Generally, this device is used in asset protection strategies, but also it has been used to reduce the equity of a person in their own assets as part of estate planning, with a view to reducing the overall size of an estate capable of being fought over in family provision claims which are made under the Succession Act – for example, when the Will maker wants to give all of their assets to one child and not another.

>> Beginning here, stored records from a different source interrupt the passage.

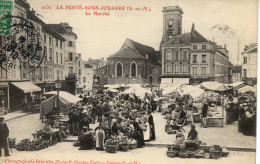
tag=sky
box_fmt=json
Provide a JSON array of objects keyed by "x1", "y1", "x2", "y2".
[{"x1": 27, "y1": 0, "x2": 257, "y2": 64}]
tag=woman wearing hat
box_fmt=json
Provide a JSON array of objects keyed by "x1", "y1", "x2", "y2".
[
  {"x1": 0, "y1": 117, "x2": 10, "y2": 157},
  {"x1": 147, "y1": 110, "x2": 156, "y2": 141}
]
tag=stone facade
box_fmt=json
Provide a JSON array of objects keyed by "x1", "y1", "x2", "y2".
[
  {"x1": 160, "y1": 6, "x2": 229, "y2": 84},
  {"x1": 107, "y1": 39, "x2": 161, "y2": 86},
  {"x1": 242, "y1": 43, "x2": 257, "y2": 84}
]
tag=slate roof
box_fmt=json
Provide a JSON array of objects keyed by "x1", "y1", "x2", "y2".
[
  {"x1": 48, "y1": 23, "x2": 77, "y2": 38},
  {"x1": 163, "y1": 24, "x2": 209, "y2": 46},
  {"x1": 109, "y1": 47, "x2": 145, "y2": 59},
  {"x1": 27, "y1": 10, "x2": 66, "y2": 41},
  {"x1": 84, "y1": 64, "x2": 92, "y2": 68},
  {"x1": 232, "y1": 66, "x2": 242, "y2": 73},
  {"x1": 108, "y1": 39, "x2": 160, "y2": 65},
  {"x1": 242, "y1": 43, "x2": 257, "y2": 54}
]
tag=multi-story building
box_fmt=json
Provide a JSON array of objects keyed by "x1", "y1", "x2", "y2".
[
  {"x1": 0, "y1": 0, "x2": 43, "y2": 111},
  {"x1": 160, "y1": 6, "x2": 229, "y2": 84},
  {"x1": 48, "y1": 23, "x2": 77, "y2": 94},
  {"x1": 87, "y1": 57, "x2": 106, "y2": 71},
  {"x1": 242, "y1": 43, "x2": 257, "y2": 84},
  {"x1": 107, "y1": 39, "x2": 161, "y2": 86},
  {"x1": 76, "y1": 54, "x2": 94, "y2": 95},
  {"x1": 232, "y1": 66, "x2": 242, "y2": 83}
]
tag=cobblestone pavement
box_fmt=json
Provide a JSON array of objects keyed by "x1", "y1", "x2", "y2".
[
  {"x1": 147, "y1": 113, "x2": 256, "y2": 148},
  {"x1": 0, "y1": 110, "x2": 256, "y2": 164},
  {"x1": 0, "y1": 142, "x2": 256, "y2": 164},
  {"x1": 6, "y1": 114, "x2": 44, "y2": 143}
]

The underlying intention is to reduce the amount of the estate available for claims to be made.

Such a strategy was considered in the matter of re: Permewan, first in May 2021 and second in June 2022.  The first decision related to an application to remove the executor so that an independent person could be appointed to investigate whether the gift and loan back strategy was a sham and should be set aside as not being binding on the estate (which would have the result that the estate would be larger, and then the disappointed potential beneficiaries would potentially share in the larger estate when making claims for further provision).  Orders were made in that application for the removal of the executor and the appointment of an independent person as administrator to the estate to allow for the investigation of the dealings.

Subsequently, there was litigation over the validity of the documents comprising the gift and loan back strategy.  Ultimately, the parties agreed that due to a deficiency in the way in which the transaction was carried out, it should be set aside.  That said, the question of the merits of the strategy itself was considered in relation to an argument over costs and His Honour Cooper J gave a detailed judgment delivered on 10 June 2022 considering the merits of the transaction in the context of whether or not costs should be ordered.  His Honour found that –

  1. having regard to the evidence and the documents and in particular having regard to the intention which was clearly and obviously intended to take effect on death (to achieve the protection against family provision claims), the transaction was almost certainly to be a sham;
  1. perhaps more importantly, the enforcement of the transaction would be contrary to public policy because the effect of carrying them out would be to defeat or circumvent the public policy upon which the family provisions of the Succession Act are based, and would thereby be generally regarded as injurious to the public interest. 

As a consequence of these matters, there is potential that attempts to manage family provision claims by reducing the size of the estate through the use of a gift and loan back strategy will be attacked and potentially set aside, with significant cost risks to any party seeking to enforce it.